Mas a língua não tem este nome porque pretende ser falada pelo mundo todo. Não é, portanto, uma língua que se pretende auxiliar global como o volapük ou esperanto. Seu nome é um reforço à hibridez, ao respeito em relação à diversidade cultural, ao desejo de misturar e incluir. O alamês pode ser classificado como global porque não está vinculado a um determinado grupo étnico, mas a culturas e línguas espalhadas por todos os continentes. Ele é estruturalmente global.  

 

Sua formação léxica conta com radicais originados a partir de palavras de diversos idiomas de várias línguas e sub-famílias linguísticas como: chinês, germânico, grego, iorubá, japonês, línguas bantas, línguas celtas, línguas eslavas, línguas índicas, línguas latinas, línguas semitas, línguas turcas, persa, quíchua, tailandês e tupi-guarani entre outras.

 

A língua é formada a partir de uma lógica de que cada sílaba possui um significado, e num processo semelhante ao da língua chinesa,, a união destas sílabas forma outras palavras. Por exemplo, sam, do semita, significa “céu” e xuy, do chinês, traduz-se por “água”. Juntas formam samxuy, chuva.

 

Além disto, possui um sistema parecido, mas não exato, ao de sufixação, ou posposições que vão mudando o significado original da palavra.

 

Desta maneira, um radical como ir, inspirado no latim cujo significado é “movimento” pode formar diversas outras palavras como: iri “ir”, irem “vou”, irëk “carro” ou “trasporte” (aquilo com o que se vai), irëv “destino”, írik “indo”, irën “rua” ou “caminho”, íretiv “para que você vá”. Neste aspecto, pode parecer com línguas turcas, húngaro ou, mais distantemente, o coreano ou o japonês. Com este processo é possível criar inúmeras palavras e até mesmo compreender palavras jamais ouvidas ou lidas desde que se conheçam as partes que a compõem.

 

A língua também não usa preposições, valendo-se de terminações de caso para determinar a função das palavras. Em inglês ou em português, por exemplo, dizemos at home, ou “em casa”. Em alamês a função da preposição é feita através de um sufixo. Bayt , do semita, significa “casa”. Baytun significa “em casa”. 

 

Este processo de misturar raízes de várias raízes linguísticas e compatibilizá-las numa estrutura regular constitui a essência do alamês.
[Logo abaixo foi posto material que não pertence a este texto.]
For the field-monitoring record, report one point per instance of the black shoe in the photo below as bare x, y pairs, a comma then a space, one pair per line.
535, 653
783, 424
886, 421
Desta maneira, como a maioria das línguas construídas, pode ser considerada como uma arte, à mesma que se refere David Peterson, em seu livro The art of inventing languages “A arte de inventar línguas”. É, antes de mais nada, um convite a refletir sobre o pensamento global, já que a língua é o que o que estrutura o nosso pensamento. 

 

Se nossas diferenças linguísticas e, consequentemente, culturais provocam a segregação da humanidade, o papel do alamês é instigar um questionamento: “como podemos harmonizar diversidade cultural?”. E isto tem relação com a filosofia ...    

 

“A filosofia é uma batalha contra o enfeitiçamento de nossa inteligência por meio da linguagem.” Ludwig Wittggenstein – Um dos maiores filósofos da língua. (LAW, 2007, p. 15)

  

* O Allamej é membro da Sociedade de Construção de Línguas (Language  Creation Society).